Escalation Policies
Define who gets notified, when, and what happens if they don't respond.
Escalation Policies
Define who gets notified, when, and what happens if they don't respond.
How Escalation Works
When an incident triggers, NotifyHero walks through your escalation policy level by level:
- Level 1 — notify immediately (e.g., on-call engineer)
- Wait for acknowledgment
- If no response after the timeout → Level 2 (e.g., team lead)

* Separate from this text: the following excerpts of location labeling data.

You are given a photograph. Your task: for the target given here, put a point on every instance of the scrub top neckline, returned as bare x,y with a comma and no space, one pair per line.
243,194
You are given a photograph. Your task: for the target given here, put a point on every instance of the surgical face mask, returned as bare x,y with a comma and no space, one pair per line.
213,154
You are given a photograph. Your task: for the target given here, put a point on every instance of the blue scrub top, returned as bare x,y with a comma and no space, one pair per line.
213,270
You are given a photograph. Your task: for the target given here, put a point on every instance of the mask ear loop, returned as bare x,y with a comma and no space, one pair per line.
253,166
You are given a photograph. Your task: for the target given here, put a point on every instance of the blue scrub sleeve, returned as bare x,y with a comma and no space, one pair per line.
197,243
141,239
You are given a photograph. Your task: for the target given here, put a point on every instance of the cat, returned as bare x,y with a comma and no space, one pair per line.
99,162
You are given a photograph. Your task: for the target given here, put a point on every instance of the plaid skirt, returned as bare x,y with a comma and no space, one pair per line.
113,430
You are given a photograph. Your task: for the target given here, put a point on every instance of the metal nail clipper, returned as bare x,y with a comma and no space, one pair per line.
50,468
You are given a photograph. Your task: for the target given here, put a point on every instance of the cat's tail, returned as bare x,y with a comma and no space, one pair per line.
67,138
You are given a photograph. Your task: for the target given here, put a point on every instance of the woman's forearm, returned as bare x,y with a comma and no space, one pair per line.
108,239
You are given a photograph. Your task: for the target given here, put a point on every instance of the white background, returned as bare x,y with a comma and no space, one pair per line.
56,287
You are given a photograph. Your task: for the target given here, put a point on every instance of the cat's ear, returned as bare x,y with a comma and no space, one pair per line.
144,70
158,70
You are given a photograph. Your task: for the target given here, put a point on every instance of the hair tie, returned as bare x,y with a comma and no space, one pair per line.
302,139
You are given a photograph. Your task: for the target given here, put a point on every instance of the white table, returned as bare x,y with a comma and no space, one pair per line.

- Continue until someone acknowledges or all levels are exhausted
Level 1: On-Call Schedule "Backend Primary" → wait 5 min
Level 2: On-Call Schedule "Backend Backup" → wait 10 min
Level 3: User "vp-engineering@your-company.com" → wait 15 min
Level 4: Repeat from Level 1
Creating an Escalation Policy
Go to Settings → Escalation Policies → New Policy.
Each level requires:
- Target — a schedule, a specific user, or a team
- Timeout — minutes to wait before escalating (0 = notify simultaneously with next level)
Targets
| Target Type | Description |
|---|---|
| Schedule | Notify whoever is currently on-call |
| User | Notify a specific person |
| Team | Notify all members of a team |
Multi-Level Escalation
Add as many levels as needed. Common patterns:
Standard (3-level)
L1: Primary on-call → 5 min
L2: Backup on-call → 10 min
L3: Engineering manager → 15 min
Aggressive (for critical services)
L1: Primary on-call → 2 min
L2: Primary + Backup on-call → 3 min
L3: Entire team → 5 min
L4: VP Engineering → 10 min
Flat (small team)
L1: Entire team → 0 min (everyone notified immediately)
Repeat Behavior
At the bottom of the policy, choose what happens after all levels are exhausted:
- Repeat from Level 1 — loops back (recommended for critical services)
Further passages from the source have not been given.